Perché non c’è nessuna forzatura estrattiva, ma un frutto croccante e goloso, non sprovvisto di spalla, con tannini non piallati eppure dolci e risolti.

Casula Vinaria - Brigante '12
Poco rilevano le specifiche enologiche, che segnalano brevi macerazioni e un affinamento per la stragrande parte in acciaio, con un 20% maturato in tonneau da 5 ettolitri usati. Quello che conta è la lungimiranza con cui alcune aziende campane (sebbene ancora troppo poche) stanno finalmente prendendo coscienza dell’importanza di avere nella propria gamma dei vini “base” di questo tipo, tanto disimpegnati nell’espressione quanto “pensati” nel profilo. Tipologie per molto tempo trascurate e relegate essenzialmente al ruolo di “scarti di lavorazione”, che invece si rilevano quasi “vitali” nell’economia di cantina, per l’attuale congiuntura finanziaria ma anche per i cambiamenti nel gusto e nei comportamenti di consumo.

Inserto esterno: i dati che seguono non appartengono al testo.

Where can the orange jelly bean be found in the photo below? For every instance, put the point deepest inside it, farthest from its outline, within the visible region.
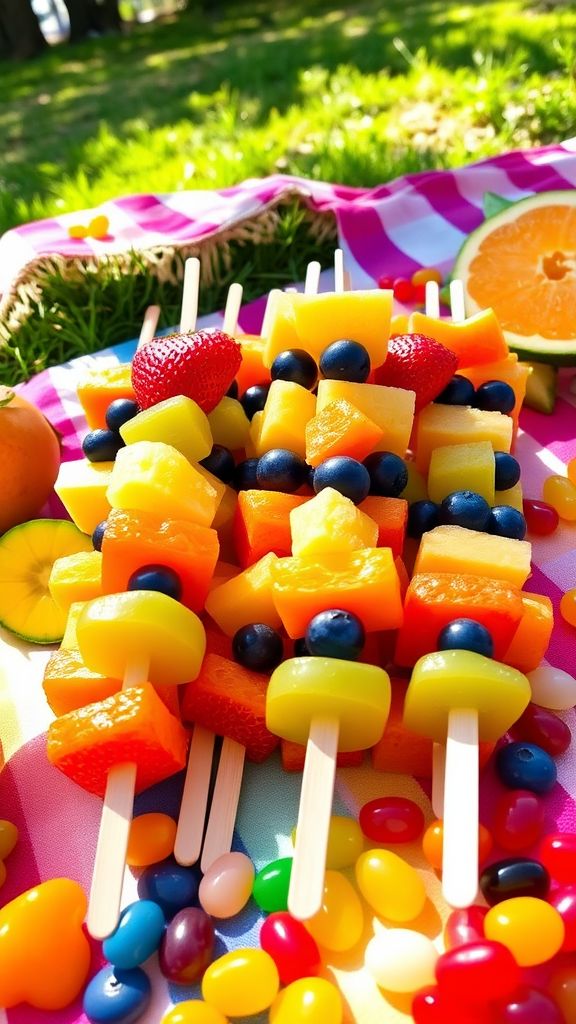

Uno scenario con cui si sono trovati a fare i conti proprio i distretti a vocazione quasi esclusivamente rossista, e in particolare quelli che poggiano la quota principale della piattaforma varietale sull’aglianico. Un vitigno che per le sue caratteristiche si presta il più delle volte a plasmare vini potenti ed austeri, che richiedono un adeguato periodo di affinamento in cantina e in bottiglia. Premesse che rendono dunque complicata la realizzazione di etichette di basso prezzo, da commercializzare dopo pochi mesi, perdipiù giocati sull’immediatezza e la godibilità.

Una difficoltà che si riflette su fatturati e flussi di cassa, motivo per il quale in questi territori quasi tutte le aziende cercano comunque di ampliare la proposta, inserendo qualche bianco e ricorrendo, se necessario, all’acquisto di uve e vini fuori zona. Non è un caso se in un comprensorio di primo piano per l’Aglianico come quello del Vulture si sia ricominciato a discutere sull’opportunità di consentire la coltivazione di vitigni alieni alla tradizione. Non entreranno con buona probabilità nell’uvaggio stabilito dalla Dop, ma dalle istituzioni arrivano segnali favorevoli all’introduzione di varietà come merlot, syrah, cabernet, malbec (o traminer, muller thurgau, viognier tra quelle a bacca bianca), al fine di produrre vini più accessibili da affiancare agli Aglianico del Vulture più ambiziosi. Argomento all’ordine del giorno in Basilicata, che può tuttavia facilmente estendersi ad aree come quelle del Falerno e dell’Alto Casertano, ma anche del Taurasino e del Sannio-Taburno, sebbene in misura molto minore grazie alla disponibilità di fiano, greco e falanghina.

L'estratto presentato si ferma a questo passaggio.